Pericles
Act I, Scene 2
Tyre. A room in the palace.
- Enter Pericles with his Lords.
Pericles
1 - 34- Let none disturb us.
- Exeunt Lords.
- Why should this change of thoughts,
- The sad companion, dull-ey’d melancholy,
- Be my so us’d a guest as not an hour
- In the day’s glorious walk or peaceful night,
- The tomb where grief should sleep, can breed me quiet?
- Here pleasures court mine eyes, and mine eyes shun them,
- And danger, which I fear’d, is at Antioch,
- Whose arm seems far too short to hit me here.
- Yet neither pleasure’s art can joy my spirits,
- Nor yet the other’s distance comfort me.
- Then it is thus: the passions of the mind,
- That have their first conception by misdread,
- Have after-nourishment and life by care;
- And what was first but fear what might be done,
- Grows elder now, and cares it be not done.
- And so with me: the great Antiochus,
- ’Gainst whom I am too little to contend,
- Since he’s so great can make his will his act,
- Will think me speaking, though I swear to silence;
- Nor boots it me to say I honor him,
- If he suspect I may dishonor him;
- And what may make him blush in being known,
- He’ll stop the course by which it might be known.
- With hostile forces he’ll o’erspread the land,
- And with th’ ostent of war will look so huge,
- Amazement shall drive courage from the state,
- Our men be vanquish’d ere they do resist,
- And subjects punish’d that ne’er thought offense:
- Which care of them, not pity of myself—
- Who am no more but as the tops of trees,
- Which fence the roots they grow by and defend them—
- Makes both my body pine and soul to languish,
- And punish that before that he would punish.

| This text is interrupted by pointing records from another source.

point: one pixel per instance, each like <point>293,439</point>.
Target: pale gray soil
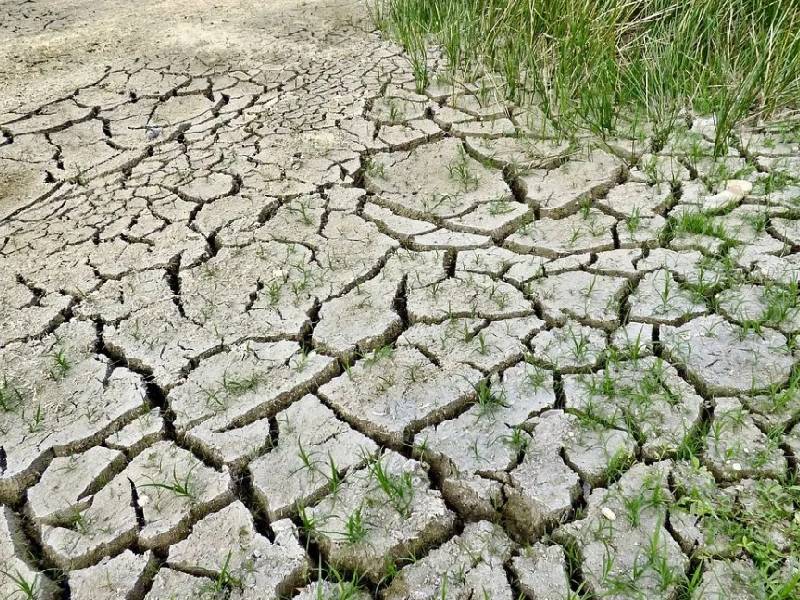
<point>274,322</point>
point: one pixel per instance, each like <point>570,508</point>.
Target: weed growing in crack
<point>334,479</point>
<point>29,590</point>
<point>500,206</point>
<point>355,528</point>
<point>36,422</point>
<point>236,386</point>
<point>399,489</point>
<point>373,168</point>
<point>307,522</point>
<point>698,223</point>
<point>517,440</point>
<point>634,220</point>
<point>225,579</point>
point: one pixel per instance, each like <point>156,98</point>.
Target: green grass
<point>611,65</point>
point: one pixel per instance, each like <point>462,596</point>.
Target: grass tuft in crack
<point>606,65</point>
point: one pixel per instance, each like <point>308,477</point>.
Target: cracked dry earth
<point>274,321</point>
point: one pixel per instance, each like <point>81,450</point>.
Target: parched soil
<point>275,322</point>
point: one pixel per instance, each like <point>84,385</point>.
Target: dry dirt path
<point>275,323</point>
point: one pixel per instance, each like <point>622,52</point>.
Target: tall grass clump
<point>602,64</point>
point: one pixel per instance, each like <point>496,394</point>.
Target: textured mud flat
<point>276,323</point>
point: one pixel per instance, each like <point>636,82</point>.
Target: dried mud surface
<point>276,323</point>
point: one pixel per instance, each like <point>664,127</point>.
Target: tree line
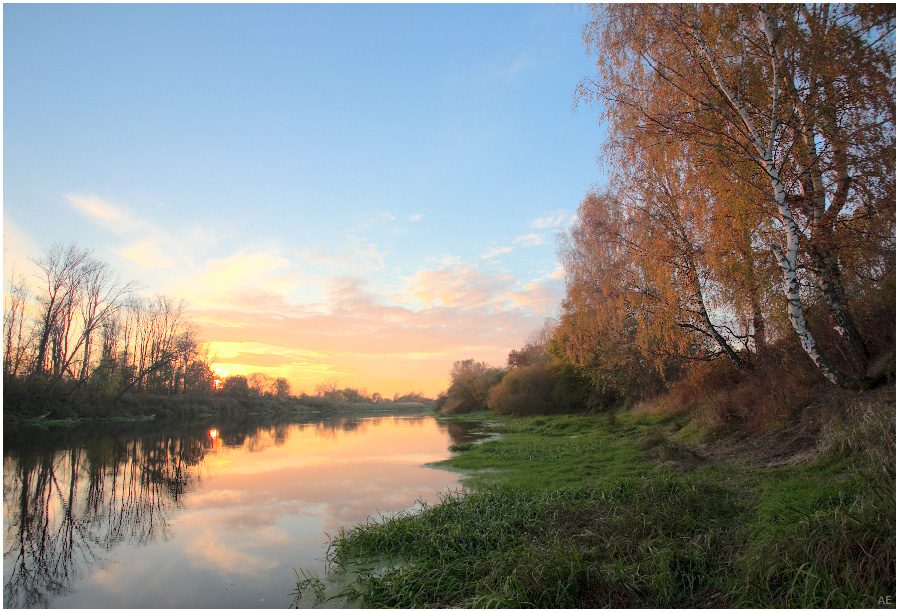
<point>751,207</point>
<point>85,330</point>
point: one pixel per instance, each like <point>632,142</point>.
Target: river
<point>211,515</point>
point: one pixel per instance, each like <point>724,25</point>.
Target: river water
<point>216,515</point>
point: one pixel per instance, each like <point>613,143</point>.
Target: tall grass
<point>617,511</point>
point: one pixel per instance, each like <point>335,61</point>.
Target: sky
<point>360,194</point>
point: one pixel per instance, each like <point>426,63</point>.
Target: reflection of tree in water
<point>65,507</point>
<point>460,433</point>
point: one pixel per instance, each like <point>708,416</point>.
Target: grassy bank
<point>630,511</point>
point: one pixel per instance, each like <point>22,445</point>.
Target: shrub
<point>470,386</point>
<point>544,388</point>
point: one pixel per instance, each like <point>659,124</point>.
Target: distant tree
<point>15,342</point>
<point>470,384</point>
<point>236,386</point>
<point>282,388</point>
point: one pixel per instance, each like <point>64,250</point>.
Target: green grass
<point>616,511</point>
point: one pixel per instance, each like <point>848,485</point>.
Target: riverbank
<point>48,410</point>
<point>640,510</point>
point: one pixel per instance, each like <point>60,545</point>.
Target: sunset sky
<point>351,193</point>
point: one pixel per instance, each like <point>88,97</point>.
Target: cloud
<point>360,257</point>
<point>464,286</point>
<point>551,221</point>
<point>150,246</point>
<point>542,299</point>
<point>113,217</point>
<point>530,239</point>
<point>147,254</point>
<point>496,251</point>
<point>511,70</point>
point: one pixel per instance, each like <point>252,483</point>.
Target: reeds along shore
<point>623,510</point>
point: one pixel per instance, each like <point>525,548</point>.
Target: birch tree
<point>805,94</point>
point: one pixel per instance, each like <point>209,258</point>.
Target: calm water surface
<point>211,516</point>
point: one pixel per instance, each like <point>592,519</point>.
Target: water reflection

- Enter Helicanus and all the Lords to Pericles.
First Lord of Tyre
35- Joy and all comfort in your sacred breast!
Second Lord of Tyre
36 - 37- And keep your mind, till you return to us,
- Peaceful and comfortable!
Helicanus
38 - 48- Peace, peace, and give experience tongue.
- They do abuse the King that flatter him,
- For flattery is the bellows blows up sin,
- The thing the which is flattered, but a spark
- To which that blast gives heat and stronger glowing;
- Whereas reproof, obedient and in order,
- Fits kings as they are men, for they may err.
- When Signior Sooth here does proclaim peace,
- He flatters you, makes war upon your life.
- Prince, pardon me, or strike me, if you please,
- I cannot be much lower than my knees.
- Kneels.
Pericles
49 - 53- All leave us else; but let your cares o’erlook
- What shipping and what lading’s in our haven,
- And then return to us.
- Exeunt Lords.
- Helicanus, thou
- Hast mov’d us. What seest thou in our looks?
Helicanus
54- An angry brow, dread lord.
Pericles
55 - 56- If there be such a dart in princes’ frowns,
- How durst thy tongue move anger to our face?
Helicanus
57 - 58- How dares the plants look up to heaven, from whence
- They have their nourishment?
Pericles
59 - 60- Thou knowest I have power
- To take thy life from thee.
Helicanus
61 - 62- I have ground the axe myself,
- Do but you strike the blow.
Pericles
63 - 68- Rise, prithee rise. Sit down. Thou art
- No flatterer. I thank thee for’t, and heaven forbid
- That kings should let their ears hear their faults hid!
- Fit counsellor and servant for a prince,
- Who by thy wisdom makes a prince thy servant,
- What wouldst thou have me do?
Helicanus
69 - 70- To bear with patience
- Such griefs as you yourself do lay upon yourself.
Pericles
71 - 99- Thou speak’st like a physician, Helicanus,
- That ministers a potion unto me
- That thou wouldst tremble to receive thyself.
- Attend me then: I went to Antioch,
- Where, as thou know’st, against the face of death
- I sought the purchase of a glorious beauty,
- From whence an issue I might propagate,
- Are arms to princes and bring joys to subjects.
- Her face was to mine eye beyond all wonder;
- The rest (hark in thine ear) as black as incest,
- Which by my knowledge found, the sinful father
- Seem’d not to strike, but smooth. But thou know’st this,
- ’Tis time to fear when tyrants seems to kiss.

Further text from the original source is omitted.